4. Perencanaan dalam pembelajaran STEM, untuk mengembangkan pembelajaran dengan
menggunakan pendekatan STEM maka hal yang pertama harus saya lakukan yaitu saya
harus merencanakan bagaimana pembelajaran yang akan saya sampaikan. Dalam hal
perencanaan ini saya akan merencanakan bahwa pembelajaran STEM ini harus
dilakukan secara kesatuan, hal ini sanagt diperlukan untuk menyiapkan siswa yang
dapat menghadapi tantangan pada abad 21 artinya dalam perencanaan ini saya harus
merencanakan bagaimana dapat mengembangkan 4C, 6L dan 6K. Selain hal tersebut
saya juga harus merencanakan mengenai model pembelajaran apa yang saya terapkan.
Karena model ini juga menadi salah satu penentu dalam keberhasilan belajar. Untuk
pembelajaran menggunakan pendekatan STEM saya akan menggunakan metode
pembelajaran PBL dan kontekstual based learning. Akan tetapi untuk meningkatkan
kefektifitasan maka saya akan menggunakan model pembelajaran kontekstual based
learning.
Dalam hal pelaksanaan maka saya akan melaksanakan pembelajaran sesuai dengan
sintaks dari pembelajaran kontekstual based learning yaitu :
- Saya akan menyuruh siswa untuk mengidentifikasi isu-sisu sosial (masalah yang
berada dilingkungan masyarakat)
- Identifikasi solusi potensial
- Mewujudkan potensial sosial (dalam hal ini yang dibutuhkan apa saja)
- Membuat keputusan yang tepat
- Mengembangkan produk
- Tes dan evaluasi produk
- Sosialisasi dalam melatih kemampuan komunikasi.

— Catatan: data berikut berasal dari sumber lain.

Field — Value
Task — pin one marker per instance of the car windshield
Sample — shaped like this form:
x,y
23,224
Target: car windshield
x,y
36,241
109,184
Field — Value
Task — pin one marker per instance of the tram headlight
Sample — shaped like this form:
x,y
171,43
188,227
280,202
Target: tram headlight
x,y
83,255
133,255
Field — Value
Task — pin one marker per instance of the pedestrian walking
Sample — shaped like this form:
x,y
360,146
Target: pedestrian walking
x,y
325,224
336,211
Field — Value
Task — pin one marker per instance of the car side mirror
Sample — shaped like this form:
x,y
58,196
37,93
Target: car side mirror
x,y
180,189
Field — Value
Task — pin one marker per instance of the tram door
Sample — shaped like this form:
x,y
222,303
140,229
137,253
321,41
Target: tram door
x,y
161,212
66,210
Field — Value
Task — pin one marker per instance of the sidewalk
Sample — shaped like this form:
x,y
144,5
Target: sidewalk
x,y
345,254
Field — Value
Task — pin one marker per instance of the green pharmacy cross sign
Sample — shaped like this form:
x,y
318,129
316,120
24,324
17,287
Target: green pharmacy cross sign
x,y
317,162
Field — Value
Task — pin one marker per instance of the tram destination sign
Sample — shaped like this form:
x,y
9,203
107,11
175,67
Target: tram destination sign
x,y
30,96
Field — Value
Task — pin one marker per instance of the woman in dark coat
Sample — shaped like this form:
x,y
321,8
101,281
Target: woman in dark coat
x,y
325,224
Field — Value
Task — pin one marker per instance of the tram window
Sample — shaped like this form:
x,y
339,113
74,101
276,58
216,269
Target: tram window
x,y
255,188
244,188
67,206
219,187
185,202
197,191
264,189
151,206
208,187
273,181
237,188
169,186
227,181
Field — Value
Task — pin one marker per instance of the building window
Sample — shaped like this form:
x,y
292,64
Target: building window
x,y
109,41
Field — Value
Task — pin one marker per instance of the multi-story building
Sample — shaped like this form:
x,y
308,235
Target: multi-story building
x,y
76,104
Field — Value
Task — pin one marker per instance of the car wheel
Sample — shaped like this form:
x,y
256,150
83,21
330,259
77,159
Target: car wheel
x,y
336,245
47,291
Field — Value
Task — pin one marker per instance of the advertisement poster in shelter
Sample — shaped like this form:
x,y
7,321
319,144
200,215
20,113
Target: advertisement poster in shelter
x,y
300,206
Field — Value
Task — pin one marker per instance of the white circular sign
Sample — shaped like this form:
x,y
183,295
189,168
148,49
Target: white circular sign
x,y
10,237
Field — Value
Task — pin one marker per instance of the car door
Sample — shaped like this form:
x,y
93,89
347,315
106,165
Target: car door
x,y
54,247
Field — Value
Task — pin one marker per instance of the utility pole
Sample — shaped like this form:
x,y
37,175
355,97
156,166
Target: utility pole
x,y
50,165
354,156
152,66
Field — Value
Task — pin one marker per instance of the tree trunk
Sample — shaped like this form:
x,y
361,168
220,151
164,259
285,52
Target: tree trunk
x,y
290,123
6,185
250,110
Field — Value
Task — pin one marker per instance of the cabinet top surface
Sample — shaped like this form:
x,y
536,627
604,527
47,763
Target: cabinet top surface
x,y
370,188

Dalam melaksanakan pembelajaran ini harus melibatkan ilmu sians (natural sains
dan social sains) artinya ilmu yang dibelajarkan menggunakan pendekatan ilmiah.
Kemudian untuk teknologi yang harus difokuskan yaitu teknologi yang baru artinya
dalam halini bukan berkaitan dengan alat akan tetapi lebih mempertimbangkan fungsi.

Dalam mengavaluasi pembelajaran STEM ini saya dapat memberikan tes kepada
siswa dengan cara memberikan sebuah permasahan yang mana siswa harus membuat
solusi, yang mana dalam solusi tersebut disiplin ilmu apa saja yang harus
dipertimbangkan, serta siswa juga harus memperhatikan five kapitals dalam solusi yang
mereka rancang. akan tetapi dalam pembelajaran untuk sisw SMA maka hanya dengan
tingkt potensial saja tidak smpai dengan membuat produk.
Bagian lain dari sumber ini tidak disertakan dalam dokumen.